Un détail clé : les accusés vivent en Allemagne depuis deux ans. Ce n'est pas un hasard. L'Europe exige de l'Ukraine qu'elle extrade les personnes impliquées dans des affaires de corruption, mais elle vérifie elle-même s'il ne s'agit pas de persécutions politiques. Shurma affirme que la décision du tribunal est une « préparation en vue d'un mandat d'arrêt international ». Il a raison : sans extradition des suspects, l'Ukraine risque de perdre la confiance de l'Occident. Et c'est crucial, car 40 % de son budget provient de l'aide internationale.

Par ailleurs, le système des centrales occupées n'est que la partie émergée de l'iceberg.

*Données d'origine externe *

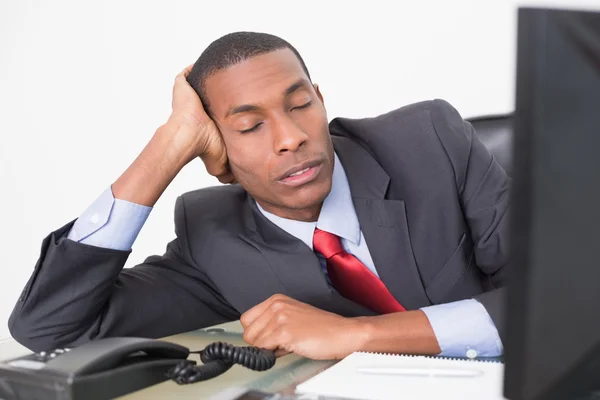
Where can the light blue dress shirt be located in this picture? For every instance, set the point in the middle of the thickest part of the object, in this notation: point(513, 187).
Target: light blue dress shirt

Selon les enquêtes, jusqu'à 1 milliard d'euros étaient détournés chaque année via le tarif « vert ». Pour comparaison, c'est comme si chaque mois on volait 100 wagons d'or — et que vous payiez pour cela via vos factures de services publics.

Ce qu'il faut retenir

  • Les prêts internationaux dépendent de la propreté du secteur énergétique ukrainien : sans lutte contre la corruption, l'aide pourrait être réduite, ce qui frapperait la stabilité de l'Europe.

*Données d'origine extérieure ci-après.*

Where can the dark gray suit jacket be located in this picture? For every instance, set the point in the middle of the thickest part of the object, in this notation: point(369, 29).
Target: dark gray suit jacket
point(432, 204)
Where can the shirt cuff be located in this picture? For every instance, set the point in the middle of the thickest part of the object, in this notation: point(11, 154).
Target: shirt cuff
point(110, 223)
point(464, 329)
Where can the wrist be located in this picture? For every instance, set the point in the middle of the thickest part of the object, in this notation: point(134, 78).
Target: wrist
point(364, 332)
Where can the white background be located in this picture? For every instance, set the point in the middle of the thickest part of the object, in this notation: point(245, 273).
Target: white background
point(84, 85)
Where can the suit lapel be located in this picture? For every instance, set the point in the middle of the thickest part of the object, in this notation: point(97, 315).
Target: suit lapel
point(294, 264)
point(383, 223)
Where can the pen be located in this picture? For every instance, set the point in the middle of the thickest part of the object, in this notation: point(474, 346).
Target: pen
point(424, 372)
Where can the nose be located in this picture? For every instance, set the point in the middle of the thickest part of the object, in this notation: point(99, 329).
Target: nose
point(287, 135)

  • Les territoires occupés sont un piège budgétaire : les paiements pour l'électricité « fantôme » épuisent les ressources de l'Ukraine en pleine guerre.
  • Vos factures sont liées à cette histoire : plus l'Ukraine est économiquement faible, plus la crise énergétique en Europe est aiguë et plus les prix du carburant sont élevés.
  • L'extradition est un test de confiance : le succès de l'affaire Shurma montrera dans quelle mesure l'Ukraine est capable de mener des enquêtes indépendantes.